The JWG recommendations included this passage:

An examination of the work and remuneration of appropriate comparators may include:

i. male comparators performing work which is the same as or similar to the work at issue in circumstances in which the male comparators’ work is not predominantly performed by females; and/or

ii. male comparators who perform different work all of which, or aspects of which, involve skills and/or responsibilities and/or conditions and/or degrees of effort which are the same or substantially similar to the work being examined; and

iii. any other useful and relevant comparators.

The issue is important because the essence of pay equity concerns is that female dominated industries have lower wages and conditions than male dominated industries and there may be no simple way to compare the two.  A comparison with similar industries may not disclose the lack of pay equity because those associated industries may also be female dominated and paid poorly.

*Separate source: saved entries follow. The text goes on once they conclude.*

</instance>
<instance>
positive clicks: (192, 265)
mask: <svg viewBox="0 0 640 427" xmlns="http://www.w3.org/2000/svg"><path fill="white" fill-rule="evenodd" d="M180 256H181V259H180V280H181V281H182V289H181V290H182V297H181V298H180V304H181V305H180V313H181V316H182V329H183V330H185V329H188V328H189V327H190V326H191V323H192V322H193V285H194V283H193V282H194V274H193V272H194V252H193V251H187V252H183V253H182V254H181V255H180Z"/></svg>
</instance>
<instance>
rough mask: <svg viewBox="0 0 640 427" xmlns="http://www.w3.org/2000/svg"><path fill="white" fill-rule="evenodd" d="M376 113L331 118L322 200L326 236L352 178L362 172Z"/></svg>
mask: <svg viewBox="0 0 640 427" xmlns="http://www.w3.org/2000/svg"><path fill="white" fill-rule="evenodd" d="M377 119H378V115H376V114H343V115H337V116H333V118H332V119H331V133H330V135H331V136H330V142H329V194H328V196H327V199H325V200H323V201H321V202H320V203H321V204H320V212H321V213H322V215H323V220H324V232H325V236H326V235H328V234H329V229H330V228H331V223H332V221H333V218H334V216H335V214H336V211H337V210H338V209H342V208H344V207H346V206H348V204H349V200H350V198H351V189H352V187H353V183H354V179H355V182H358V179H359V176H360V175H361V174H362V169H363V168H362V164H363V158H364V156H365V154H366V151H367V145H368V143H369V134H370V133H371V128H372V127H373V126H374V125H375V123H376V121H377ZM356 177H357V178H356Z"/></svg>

The issue is highlighted by Richard Wagstaff in this Stuff article:

However, Council of Trade Unions president Richard Wagstaff said it contained a “limiting mechanism” for choosing and agreeing comparators for claimants which was at odds with the existing Equal Pay Act, the recent Court of Appeal Judgement and was impractical.

Rather than allowing for the negotiating parties to proceed on the basis of a general agreement over comparable roles, it forces them into pre-negotiations to agree on specific roles, before mediation can begin.

It would ultimately impede women making claims for equal pay, and it was not the way comparator roles aided negotiations in the Bartlett case, Wagstaff said.

“Comparators are a crucial part of assessing whether pay inequity exists. Women need to be able to select the most appropriate comparator for their particular role regardless of who their employer happens to be,” he said.

“The fairest outcome is for the best and most relevant comparator to be selected in each circumstance. This Bill as it stands will trap many low paid women on discriminatory wage rates.”

The draft legislation states (clause 23(2)(d)) that “comparators from a different industry or sector may be selected for the assessment only if no other appropriate comparators exist”.  I believe this is the problem referred to by Wagstaff.  It is difficult to see how gender discrimination could have been proven if rest home workers were limited to compare their pay to workers in the home support or disability services sectors as an example.  If this was the applicable provision Wagstaff is right and Kristine Bartlett would have lost her case.

Clearly the Government is intending this choice.  After all it was alerted in the Cabinet Paper about the implications of doing so.

It is seeking to stop further pay equity decisions from occurring and to limit the implications of Kristine Bartlett and the SFWU’s deserved win.  Shame on it.